MappingRegistry is an independent sqlite store (color_mapping table, PK (scope, version)). Its API: register_draft(mapping) (auto-increments version per scope), confirm(scope, version, actor, note=None), reject(...), and get_active(scope). Facts reference a confirmed mapping by its mapping_version, so the lineage survives revisions. See color semantics.

Dual-channel verification

verification/dual_channel_verifier.verify(facts_a, facts_b, queue=None, tolerance=0.0) cross-checks two independent extractions of the same table (the docstring example: Docling table parsing vs. text-layer reconstruction). Each side is a list of ChannelFact, aligned by dim_key = (metric_code, entity, period_type, period, channel):

  • Agree (same key, values within tolerance) → auto-passed.
  • Conflict (same key, values differ) → enqueued with reason "dual_channel_conflict", priority=10.
  • Single-channel only (key on one side) → enqueued with reason "single_channel_only", priority=50.

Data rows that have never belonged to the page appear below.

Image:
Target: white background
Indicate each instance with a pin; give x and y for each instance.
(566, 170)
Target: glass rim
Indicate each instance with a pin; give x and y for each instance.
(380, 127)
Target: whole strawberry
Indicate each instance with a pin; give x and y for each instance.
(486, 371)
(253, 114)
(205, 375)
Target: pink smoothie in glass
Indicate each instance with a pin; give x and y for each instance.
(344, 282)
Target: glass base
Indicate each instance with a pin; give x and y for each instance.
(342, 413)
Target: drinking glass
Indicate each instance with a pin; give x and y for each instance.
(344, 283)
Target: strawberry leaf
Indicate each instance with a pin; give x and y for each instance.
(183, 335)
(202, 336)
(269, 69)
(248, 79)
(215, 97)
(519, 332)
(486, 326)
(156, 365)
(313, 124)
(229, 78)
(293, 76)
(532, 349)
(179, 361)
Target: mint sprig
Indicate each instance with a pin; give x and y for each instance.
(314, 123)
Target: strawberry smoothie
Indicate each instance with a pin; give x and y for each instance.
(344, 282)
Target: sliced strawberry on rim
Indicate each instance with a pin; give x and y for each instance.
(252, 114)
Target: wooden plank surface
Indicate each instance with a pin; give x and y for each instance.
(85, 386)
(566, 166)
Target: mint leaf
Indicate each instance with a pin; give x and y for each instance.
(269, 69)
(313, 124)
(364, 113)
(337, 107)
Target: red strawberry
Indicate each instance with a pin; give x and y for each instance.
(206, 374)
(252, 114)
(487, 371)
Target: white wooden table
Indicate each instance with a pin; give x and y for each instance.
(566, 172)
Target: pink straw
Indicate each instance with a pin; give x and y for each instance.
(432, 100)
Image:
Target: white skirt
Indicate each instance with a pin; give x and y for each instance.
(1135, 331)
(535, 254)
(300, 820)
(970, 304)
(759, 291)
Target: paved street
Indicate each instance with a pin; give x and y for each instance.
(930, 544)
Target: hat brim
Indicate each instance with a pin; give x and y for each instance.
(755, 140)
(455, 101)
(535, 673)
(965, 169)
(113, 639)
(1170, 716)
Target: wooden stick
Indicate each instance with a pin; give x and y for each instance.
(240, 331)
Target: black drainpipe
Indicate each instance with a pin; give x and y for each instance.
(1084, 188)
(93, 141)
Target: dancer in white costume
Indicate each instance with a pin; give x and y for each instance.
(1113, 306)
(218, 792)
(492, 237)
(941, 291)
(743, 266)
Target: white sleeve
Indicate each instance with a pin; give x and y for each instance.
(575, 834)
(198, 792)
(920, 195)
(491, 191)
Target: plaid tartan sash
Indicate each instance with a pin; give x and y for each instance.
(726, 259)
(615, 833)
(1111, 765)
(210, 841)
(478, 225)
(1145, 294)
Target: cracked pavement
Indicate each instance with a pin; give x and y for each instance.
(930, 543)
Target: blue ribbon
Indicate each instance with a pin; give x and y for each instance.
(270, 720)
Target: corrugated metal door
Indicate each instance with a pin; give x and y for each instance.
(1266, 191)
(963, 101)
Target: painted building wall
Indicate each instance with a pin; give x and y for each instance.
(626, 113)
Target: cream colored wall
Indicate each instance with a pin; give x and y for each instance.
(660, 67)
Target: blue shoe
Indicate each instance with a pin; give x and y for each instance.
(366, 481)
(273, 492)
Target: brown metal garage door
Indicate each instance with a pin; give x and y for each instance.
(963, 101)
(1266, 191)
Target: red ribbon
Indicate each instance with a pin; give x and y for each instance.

It returns a VerificationResult (agreed, conflicts, only_in_a, only_in_b, n_auto_passed, n_enqueued). With queue=None it classifies only and enqueues nothing. Conflicts review sooner than single-only because the priority number is lower. This pure logic has no Docling dependency.

Protocol seams

Heavy dependencies are injected through @runtime_checkable Protocols so a parser can be swapped without touching the ingest call site, and the path is testable offline with a fake.

GridExtractor

pdf_digital_extractor. Has version: str + extract_grids(path). Default impl DoclingGridExtractor with version = "pdf_digital@1" — the value stamped into each fact's extractor_version. Bump it when the digital parser's output changes.

OcrBackend

pdf_scanned_extractor. recognize(image_bytes, page_no) -> OcrPageResult. Default real impl PaddleOcrVlBackend; tests inject a fake — no PaddleOCR needed offline.

GridExtractor.version is part of the contract. It becomes the extractor_version written to fact lineage, keeping a swapped parser (Docling → pdfplumber / camelot / …) distinguishable in provenance.

Invariants this domain upholds

  • Deterministic-first, zero hallucination — native tables and chart data are read structurally; OCR/LLM is a fallback behind a seam, never the default.
  • Color trustcf_affected cells and unconfirmed mappings never produce silent tags.
  • Version lineagesource_file_hash + extractor_version (+ mapping_version) travel with every extracted value.
  • Pluggability — heavy parsers are lazy-imported Protocol seams; the core runs offline.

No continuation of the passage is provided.